In 1922 and 1923, the Supreme Court took on two major immigration cases: Ozawa v. US and Thind v. US. Both cases centered on what it means to be “white.” It was a classic example of how Asian Americans have been fighting for decades for their right to belong here. Yet, their longing to belong was rejected in 1922 and 1923 because they were not white. Until the Immigration and Naturalization Act of 1965 was passed and then signed into law by President Lyndon B. Johnson, Asian Americans did not meet the test of whiteness to belong here.
The experience of being portrayed as a perpetual foreigner remains within the living memory of Asian American communities today. Calling a virus that has been a pandemic threat to human civilization a “Chinese virus” or a “foreign virus” is a cheap discursive strategy of othering. Inflicting this pain to Asian American communities will do no one any good in fighting the spread of Covid-19. Instead it is a dangerous rhetorical move. We should stop this Perpetual Foreigner Virus in its tracks. For when one community suffers, everyone suffers. In the words of Dr. Martin Luther King Jr., we are all “caught in an inescapable network of mutuality, tied in a single garment of destiny.” We are all interconnected. We are living in the midst of an unusual moment in history. For any of us to survive we must dig deep into our humanity to work hand-in-hand, on each other’s shoulders, in making sure that this world a better place for everyone to live.
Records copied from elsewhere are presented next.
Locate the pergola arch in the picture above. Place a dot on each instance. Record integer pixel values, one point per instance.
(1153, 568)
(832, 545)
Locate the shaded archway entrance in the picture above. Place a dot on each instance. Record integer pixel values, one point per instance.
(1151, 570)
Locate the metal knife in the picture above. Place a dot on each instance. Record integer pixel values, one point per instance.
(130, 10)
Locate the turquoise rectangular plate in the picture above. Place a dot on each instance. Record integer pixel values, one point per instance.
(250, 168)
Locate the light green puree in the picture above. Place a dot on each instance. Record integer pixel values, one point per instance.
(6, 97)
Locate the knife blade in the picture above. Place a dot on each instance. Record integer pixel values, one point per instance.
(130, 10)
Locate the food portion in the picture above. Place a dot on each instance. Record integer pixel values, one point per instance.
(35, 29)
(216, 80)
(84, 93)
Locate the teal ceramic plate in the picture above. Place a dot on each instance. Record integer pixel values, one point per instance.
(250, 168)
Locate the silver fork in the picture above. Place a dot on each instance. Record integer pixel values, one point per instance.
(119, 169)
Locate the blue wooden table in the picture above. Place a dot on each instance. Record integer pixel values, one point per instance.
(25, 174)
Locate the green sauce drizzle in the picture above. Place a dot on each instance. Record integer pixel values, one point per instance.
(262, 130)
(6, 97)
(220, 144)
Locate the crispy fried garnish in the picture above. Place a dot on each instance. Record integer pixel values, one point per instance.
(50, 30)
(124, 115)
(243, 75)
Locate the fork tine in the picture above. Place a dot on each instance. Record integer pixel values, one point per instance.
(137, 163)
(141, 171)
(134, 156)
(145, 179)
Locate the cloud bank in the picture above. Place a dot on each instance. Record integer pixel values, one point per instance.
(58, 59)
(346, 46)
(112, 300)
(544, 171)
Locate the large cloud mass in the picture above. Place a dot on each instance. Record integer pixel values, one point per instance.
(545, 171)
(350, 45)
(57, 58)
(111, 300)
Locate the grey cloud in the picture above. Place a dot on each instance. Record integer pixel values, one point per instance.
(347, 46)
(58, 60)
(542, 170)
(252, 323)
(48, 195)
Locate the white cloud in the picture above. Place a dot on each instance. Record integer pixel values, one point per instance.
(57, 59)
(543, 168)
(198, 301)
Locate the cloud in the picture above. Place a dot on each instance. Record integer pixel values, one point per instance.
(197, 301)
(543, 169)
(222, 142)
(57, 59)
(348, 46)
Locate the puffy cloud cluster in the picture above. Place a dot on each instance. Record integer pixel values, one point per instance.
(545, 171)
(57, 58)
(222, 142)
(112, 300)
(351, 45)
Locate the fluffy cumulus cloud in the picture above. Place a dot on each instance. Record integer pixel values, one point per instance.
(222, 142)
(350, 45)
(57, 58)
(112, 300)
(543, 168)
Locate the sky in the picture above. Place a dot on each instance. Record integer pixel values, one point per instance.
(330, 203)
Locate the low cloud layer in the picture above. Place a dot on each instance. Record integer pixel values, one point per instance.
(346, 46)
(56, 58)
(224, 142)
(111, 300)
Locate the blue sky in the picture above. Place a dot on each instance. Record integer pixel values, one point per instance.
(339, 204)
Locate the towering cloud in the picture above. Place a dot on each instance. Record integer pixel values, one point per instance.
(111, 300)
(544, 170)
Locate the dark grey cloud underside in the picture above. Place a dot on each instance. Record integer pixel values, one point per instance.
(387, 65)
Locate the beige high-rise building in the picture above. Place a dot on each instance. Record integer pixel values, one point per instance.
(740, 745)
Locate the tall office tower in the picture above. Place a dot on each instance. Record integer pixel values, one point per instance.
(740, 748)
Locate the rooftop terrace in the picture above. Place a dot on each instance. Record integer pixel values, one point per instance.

Ekaputra Tupamahu (PhD, Vanderbilt University) is an assistant professor of New Testament at Portland Seminary. He has a broad range of academic interests, including the politics of language, race/ethnic theory, postcolonial studies, immigration studies, critical study of religion, and global Christianity (particularly Pentecostal/Charismatic movement). All these interests inform and influence the way he approaches the texts of the New Testament and the history of early Christian movement(s).